2.3.4. Artificial Neural Networks

Artificial Neural Networks are inspired by the human brain and can model highly complex, non-linear relationships between features and the target variable. They consist of layers of interconnected neurons that learn patterns through training.

Advantages: ANNs can automatically detect intricate patterns in the data that simpler models cannot [7]. They have achieved state-of-the-art performance in tasks such as image recognition, natural language processing, and healthcare prediction.
Disadvantages: ANNs require large amounts of data and computational resources. They are often considered “black boxes” because it is difficult to interpret how the model makes predictions. This lack of transparency can limit clinical adoption. Additionally, ANNs are prone to overfitting if the training dataset is small or not representative [8].

ANNs are best suited for large-scale datasets or when the primary goal is maximum prediction accuracy rather than interpretability.

2.3.5. Summary of Model Comparisons

In summary, each machine learning model has a trade-off between interpretability and predictive performance:

Logistic Regression: High interpretability, moderate accuracy, low computational cost.
Decision Trees: Moderate interpretability, captures non-linear patterns, risk of overfitting.
Random Forests: High accuracy, low interpretability, computationally more demanding.
Support Vector Machines: High accuracy in complex datasets, low interpretability, sensitive to parameters.
Artificial Neural Networks: Highest potential accuracy, very low interpretability, requires large datasets and resources.

For this study, Logistic Regression is chosen because it provides interpretable results while maintaining sufficient predictive power for heart disease prediction. Its transparency allows clinicians to understand how each factor contributes to a patient’s risk, which is critical in healthcare decision-making.

2.4. Features Selection and Importance in Heart Disease Prediction

According to [9], the predictor variables could otherwise be known as “PIE (predictor, independent or explanatory) variables” while the response variables could otherwise be termed “DORT (dependent, observatory, response or target) variables”. Features (variables) importance enables the ML algorithm to train faster as well as reduces cost and time required for training the dataset, therefore making it simpler to interpret. It also reduces the variance of the model and improves the accuracy, provided the right subset is chosen [9].

2.4.1. Key Features in Heart Disease Prediction

Heart disease datasets commonly include a combination of demographic, clinical, and lifestyle variables. In this study, the following features were considered:

Age: Older patients are at higher risk of cardiovascular diseases.
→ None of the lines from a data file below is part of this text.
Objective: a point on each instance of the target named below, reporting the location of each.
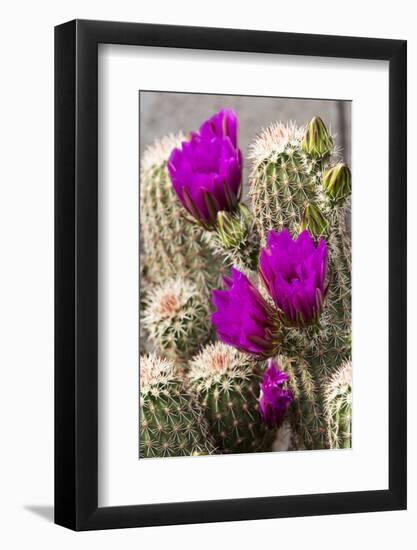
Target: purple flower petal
(273, 398)
(243, 318)
(293, 272)
(209, 168)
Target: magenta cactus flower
(273, 399)
(243, 318)
(293, 272)
(206, 172)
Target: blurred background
(169, 112)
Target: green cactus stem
(286, 190)
(176, 319)
(171, 422)
(172, 245)
(226, 383)
(339, 407)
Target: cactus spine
(339, 407)
(286, 190)
(172, 245)
(176, 318)
(226, 383)
(171, 421)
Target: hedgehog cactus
(287, 191)
(339, 407)
(226, 383)
(176, 319)
(172, 245)
(287, 297)
(171, 421)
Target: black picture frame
(76, 272)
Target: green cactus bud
(171, 422)
(314, 221)
(339, 407)
(317, 141)
(284, 179)
(226, 383)
(176, 318)
(337, 182)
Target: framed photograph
(230, 285)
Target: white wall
(26, 272)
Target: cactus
(171, 421)
(287, 191)
(199, 397)
(176, 319)
(339, 407)
(172, 244)
(235, 240)
(226, 383)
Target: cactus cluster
(206, 386)
(287, 191)
(226, 382)
(171, 421)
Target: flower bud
(314, 221)
(337, 182)
(233, 228)
(317, 141)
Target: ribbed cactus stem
(172, 245)
(176, 319)
(171, 421)
(339, 407)
(226, 383)
(286, 190)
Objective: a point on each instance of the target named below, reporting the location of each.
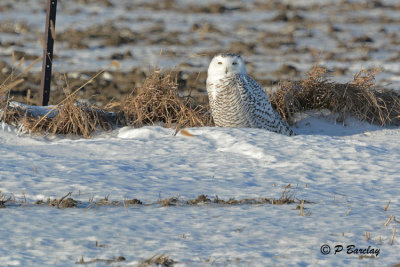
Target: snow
(348, 171)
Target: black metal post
(48, 51)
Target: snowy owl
(237, 100)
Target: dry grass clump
(359, 98)
(72, 119)
(158, 101)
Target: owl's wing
(258, 106)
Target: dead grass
(158, 102)
(158, 260)
(359, 98)
(105, 261)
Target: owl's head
(225, 65)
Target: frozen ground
(279, 40)
(349, 173)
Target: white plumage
(237, 100)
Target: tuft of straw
(158, 101)
(359, 98)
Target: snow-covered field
(349, 173)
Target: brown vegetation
(358, 98)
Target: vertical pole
(48, 51)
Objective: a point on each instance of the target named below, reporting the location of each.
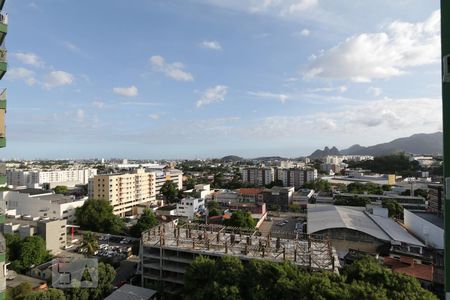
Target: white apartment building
(258, 176)
(174, 175)
(124, 191)
(188, 207)
(36, 204)
(296, 177)
(36, 178)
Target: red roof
(407, 266)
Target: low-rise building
(52, 231)
(189, 207)
(37, 178)
(278, 197)
(35, 203)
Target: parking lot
(283, 226)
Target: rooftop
(432, 218)
(131, 292)
(33, 192)
(309, 251)
(330, 217)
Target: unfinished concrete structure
(166, 251)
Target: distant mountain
(421, 143)
(326, 151)
(231, 158)
(270, 158)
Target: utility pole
(445, 44)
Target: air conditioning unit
(446, 69)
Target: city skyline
(208, 78)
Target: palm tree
(90, 243)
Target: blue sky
(206, 78)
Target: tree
(241, 219)
(394, 208)
(90, 243)
(106, 274)
(60, 189)
(170, 191)
(50, 294)
(27, 252)
(98, 216)
(146, 221)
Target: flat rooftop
(432, 218)
(309, 251)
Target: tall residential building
(258, 176)
(296, 177)
(3, 68)
(37, 178)
(174, 175)
(124, 191)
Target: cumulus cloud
(29, 58)
(173, 70)
(213, 45)
(154, 116)
(22, 74)
(98, 104)
(374, 91)
(268, 95)
(391, 52)
(131, 91)
(56, 79)
(212, 95)
(400, 116)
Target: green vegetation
(318, 185)
(60, 189)
(90, 243)
(25, 253)
(98, 216)
(394, 208)
(242, 219)
(106, 274)
(361, 188)
(146, 221)
(351, 201)
(170, 191)
(24, 291)
(229, 278)
(390, 164)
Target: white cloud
(368, 56)
(300, 6)
(304, 32)
(131, 91)
(212, 95)
(72, 47)
(341, 89)
(29, 58)
(268, 95)
(213, 45)
(57, 78)
(400, 117)
(23, 74)
(98, 104)
(374, 91)
(172, 70)
(154, 116)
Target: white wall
(429, 233)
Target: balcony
(3, 62)
(3, 99)
(3, 26)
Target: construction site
(167, 250)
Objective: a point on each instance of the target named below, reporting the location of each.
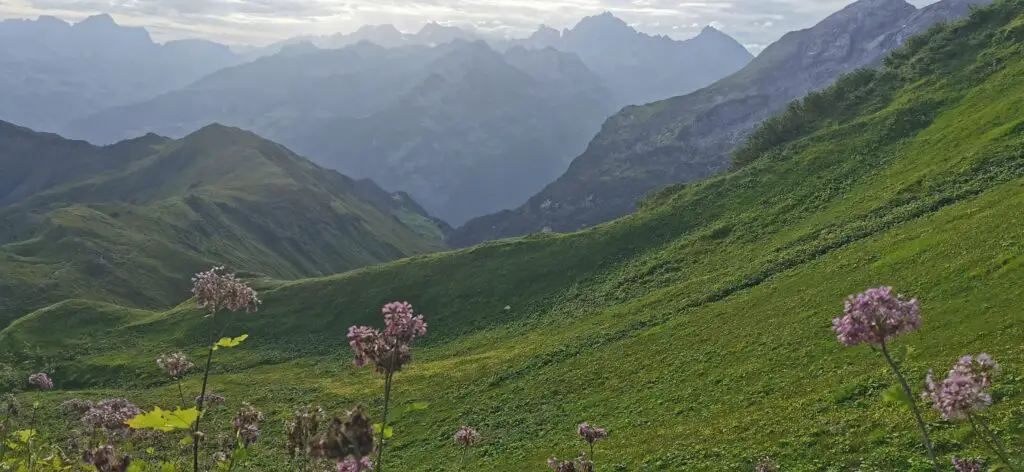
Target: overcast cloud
(754, 23)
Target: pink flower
(466, 436)
(590, 433)
(387, 349)
(174, 365)
(963, 391)
(349, 465)
(876, 315)
(216, 290)
(41, 381)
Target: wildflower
(963, 390)
(968, 465)
(590, 433)
(247, 424)
(77, 405)
(104, 460)
(876, 315)
(350, 438)
(350, 465)
(41, 381)
(466, 436)
(388, 349)
(111, 415)
(210, 399)
(174, 365)
(304, 427)
(216, 290)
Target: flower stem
(387, 399)
(913, 406)
(202, 394)
(990, 440)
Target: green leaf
(896, 394)
(163, 420)
(229, 342)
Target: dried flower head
(351, 465)
(104, 460)
(590, 433)
(466, 436)
(174, 365)
(876, 315)
(388, 349)
(247, 424)
(210, 400)
(302, 429)
(352, 437)
(215, 290)
(111, 415)
(968, 465)
(963, 391)
(41, 381)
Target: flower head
(590, 433)
(111, 415)
(968, 465)
(466, 436)
(963, 391)
(876, 315)
(174, 365)
(104, 460)
(41, 381)
(387, 349)
(215, 290)
(247, 423)
(350, 465)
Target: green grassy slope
(697, 330)
(134, 231)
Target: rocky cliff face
(687, 138)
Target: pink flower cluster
(466, 436)
(876, 315)
(388, 349)
(215, 290)
(41, 381)
(968, 465)
(111, 415)
(964, 389)
(174, 365)
(349, 465)
(590, 433)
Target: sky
(754, 23)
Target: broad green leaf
(163, 420)
(229, 342)
(896, 394)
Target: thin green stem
(202, 395)
(913, 406)
(387, 400)
(990, 440)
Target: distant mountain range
(690, 137)
(129, 222)
(52, 72)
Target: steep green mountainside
(129, 222)
(689, 137)
(696, 330)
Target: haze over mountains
(690, 137)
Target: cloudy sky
(754, 23)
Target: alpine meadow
(846, 295)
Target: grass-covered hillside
(129, 222)
(698, 330)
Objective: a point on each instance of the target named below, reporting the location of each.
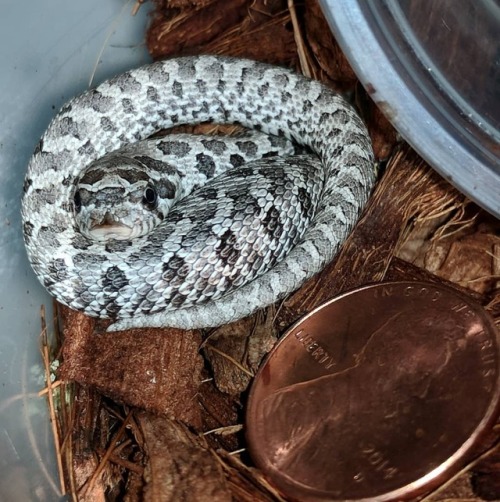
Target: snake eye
(150, 197)
(77, 201)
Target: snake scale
(168, 232)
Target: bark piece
(180, 465)
(236, 350)
(238, 28)
(147, 368)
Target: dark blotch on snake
(210, 193)
(38, 147)
(28, 182)
(216, 146)
(176, 148)
(205, 164)
(166, 189)
(236, 160)
(304, 200)
(107, 124)
(271, 221)
(28, 229)
(128, 106)
(113, 279)
(247, 147)
(156, 165)
(80, 242)
(177, 89)
(117, 246)
(87, 149)
(153, 95)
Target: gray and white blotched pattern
(234, 226)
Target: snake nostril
(150, 197)
(77, 201)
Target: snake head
(119, 198)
Age has consistently shown strong predictive power in heart disease models.
Gender: Males tend to have a higher prevalence of heart disease, although post-menopausal females also face increased risk.
Cholesterol Levels: High serum cholesterol is associated with plaque buildup in arteries, a major risk factor for heart disease.
Resting Blood Pressure: Hypertension contributes to the strain on the heart and is a significant predictor.
Chest Pain Type (cp): Different types of chest pain (typical angina, atypical angina, non-angina) indicate varying levels of risk.
Fasting Blood Sugar (fbs): Diabetes or elevated blood sugar increases the likelihood of heart disease.
Maximum Heart Rate Achieved (thalach): Lower exercise capacity may reflect reduced cardiac function.
Exercise Induced Angina (exang): The presence of angina during exertion indicates underlying heart problems.
Other Clinical Factors: Such as Thalassemia (thal), Old Peak (depression from exercise), and number of major vessels colored (ca) in imaging studies.
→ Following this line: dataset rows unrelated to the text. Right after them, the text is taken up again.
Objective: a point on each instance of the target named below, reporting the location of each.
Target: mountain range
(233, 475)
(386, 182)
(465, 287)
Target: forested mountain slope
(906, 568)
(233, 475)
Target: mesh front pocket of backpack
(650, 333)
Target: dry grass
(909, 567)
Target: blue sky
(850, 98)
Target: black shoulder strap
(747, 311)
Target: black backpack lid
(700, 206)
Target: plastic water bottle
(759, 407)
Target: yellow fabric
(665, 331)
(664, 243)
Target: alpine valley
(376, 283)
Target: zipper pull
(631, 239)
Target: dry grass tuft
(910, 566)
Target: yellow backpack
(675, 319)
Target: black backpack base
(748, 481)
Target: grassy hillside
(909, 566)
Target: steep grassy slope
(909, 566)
2.4.2. Feature Importance in Logistic Regression

In Logistic Regression, each feature is assigned a coefficient that reflects its contribution to predicting heart disease. Positive coefficients indicate an increased likelihood of disease, while negative coefficients suggest protective effects. Understanding these weights is crucial for clinicians, as it provides insight into which factors require attention or intervention.

2.4.3. Feature Selection Techniques

Selecting the right subset of features can improve model performance and interpretability. Common techniques include:

Correlation Analysis: Identifies features strongly associated with the target variable while avoiding multicollinearity.
Recursive Feature Elimination (RFE): Iteratively removes less informative features based on model performance.
Domain Knowledge: Clinical expertise is used to retain variables that are relevant even if statistical significance is lower.
Regularization Techniques: L1 (Lasso) or L2 (Ridge) regularization can penalize irrelevant features and reduce overfitting.

Proper feature selection ensures that the model is both accurate and interpretable, which is especially important in medical contexts where decisions directly affect patient care.

2.5. Advantages and Limitations of Logistic Regression for Heart Disease Prediction

While Logistic Regression is a popular choice in medical prediction tasks, it is important to understand its strengths and weaknesses relative to other models.

2.5.1. Advantages of Logistic Regression

Logistic Regression offers several advantages that make it a suitable model for heart disease prediction. It is highly interpretable, as each coefficient indicates the direction and magnitude of a feature’s effect on the likelihood of heart disease, allowing clinicians to understand and trust the model’s predictions. The algorithm is also computationally efficient, requiring minimal processing power and performing well on medium-sized datasets. Additionally, its probabilistic output provides a meaningful measure of risk rather than a simple binary classification, which supports better clinical decision-making. Furthermore, its simplicity and ease of implementation make it practical in healthcare environments with limited technical infrastructure. However, Logistic Regression also has some limitations, it assumes a linear relationship between predictors and the log-odds of the outcome, which may not capture complex nonlinear patterns. It can also be sensitive to multicollinearity among features, and its performance may decline when data relationships are highly intricate. Despite these constraints, Logistic Regression remains a robust baseline model that balances interpretability and predictive performance in medical applications.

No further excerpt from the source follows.